But he _also_ knew when to call a halt for the night, when to shove Steve either out the door or down the hall and to a bed to get some sleep before he started driving himself too crazy. Steve always grumbled, but he never argued for long. Which just proved Sam's point that even super stubborn super soldiers knew when to bow to superior knowledge and call it quits.

Sam had just sent Steve to his room to get some shuteye and taken a seat at the little patio outside his motel door when Natasha dropped onto the chair next to him. She looked...softer, somehow, this time. Could be the oversized hoodie she was wearing or maybe it was that her hair was all loose and framing that heart-stopping face just right. Or maybe it was just that she didn't have that closed-off look she normally had when Sam saw her.

"Can't sleep?" he asked, passing over his beer.

She took it with a small smile of thanks. "Saw the light on, thought I'd drop by."

"You got anything new for us?"

"Not tonight." 

He blinked in confusion. "That's...different."

"Tonight, I just wanted the company," she said. She sounded tired as hell.

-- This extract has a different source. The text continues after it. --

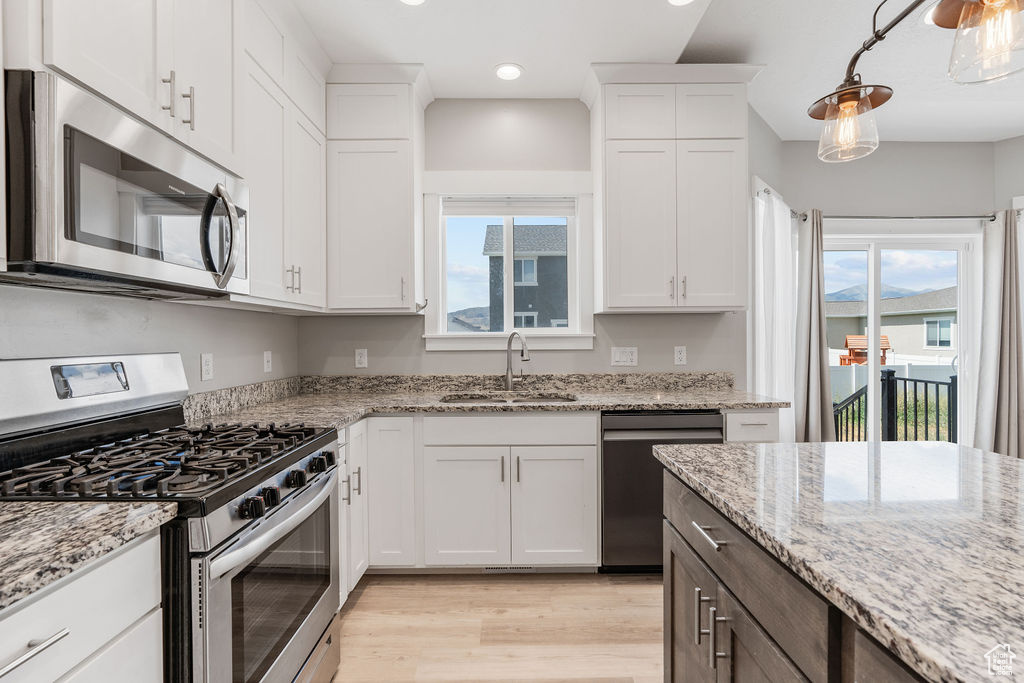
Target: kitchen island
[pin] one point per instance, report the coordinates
(875, 561)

"Well, alright," he finally answered, when she didn't say anything else. He got it, got how some nights the darkness just seemed to close in and suffocate the life right out of you. He'd just never thought that the Black Widow herself would ever be uncomfortable in the dark. "Anything you wanna talk about?"

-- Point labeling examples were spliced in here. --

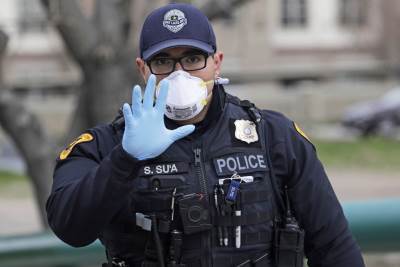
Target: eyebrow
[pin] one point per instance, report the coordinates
(186, 53)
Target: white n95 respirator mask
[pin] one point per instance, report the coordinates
(187, 95)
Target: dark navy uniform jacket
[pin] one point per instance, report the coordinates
(92, 185)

"Not really," she replied, with a shake of her head. "Just talk."

She curled her arms around her knees, and stared off at some point in the distance Sam couldn't see. She looked far too young in this light, young and fragile in a way he'd never once associated with her. He wondered what had happened, what could possibly have rattled the great and fearsome Natasha Romanov so much.

But, in the end, it didn't matter. She was a friend, as unconventional as that friendship was. And she'd asked for his help.

"I can do that," he told her, and started talking about his family and the latest adventures with his aunts and grandmother. He kept his voice soothing, low, went through all the family gossip – and there was a ton – and kept an eye on her the entire time.

She never moved, but whatever weight she was carrying gradually seemed to lessen the more he spoke. He'd count that as a success in any book.

***

There was a warm hand resting against his cheek and a soft voice in his ear murmuring, "Shhh, it's just me, you're safe," before he could fully let out the scream building in the back of his throat. His body relaxed against the sheets and as he sunk back against his pillow, he was already reaching for her. He wasn't sure what he was intending – comfort, maybe, a safe place to get some shuteye – but when his hands slid over warm, soft, _bare_ skin, everything about the moment changed.

She came willingly into his arms, slender and curvy and muscled and a goddamn miracle. He still wasn't sure why she was with him and not in the room next door with Steve, but he wasn't about to complain. Not with her clever fingers slid under his boxers and wrapped around his cock and not when she sank sharp teeth at his throat and not with the sweetly heavy weight of her breasts pressing against his chest. When he finally slipped his hand between her thighs, she was soaking wet and cursing in at least three different languages for him to get a move on.

And even though he couldn't really see her with the lights off and the curtains drawn, he knew without a doubt that she was the most beautiful sight in the world.

She moved in his arms like liquid silk, kissed him like he was worthy of her, and trembled against him with every touch and kiss. Moans and sighs bled into one another, and Sam had no idea if this was really even happening, but if it was a dream, he never wanted to wake up. 

It wasn't until much, much later that he even thought to ask the obvious question.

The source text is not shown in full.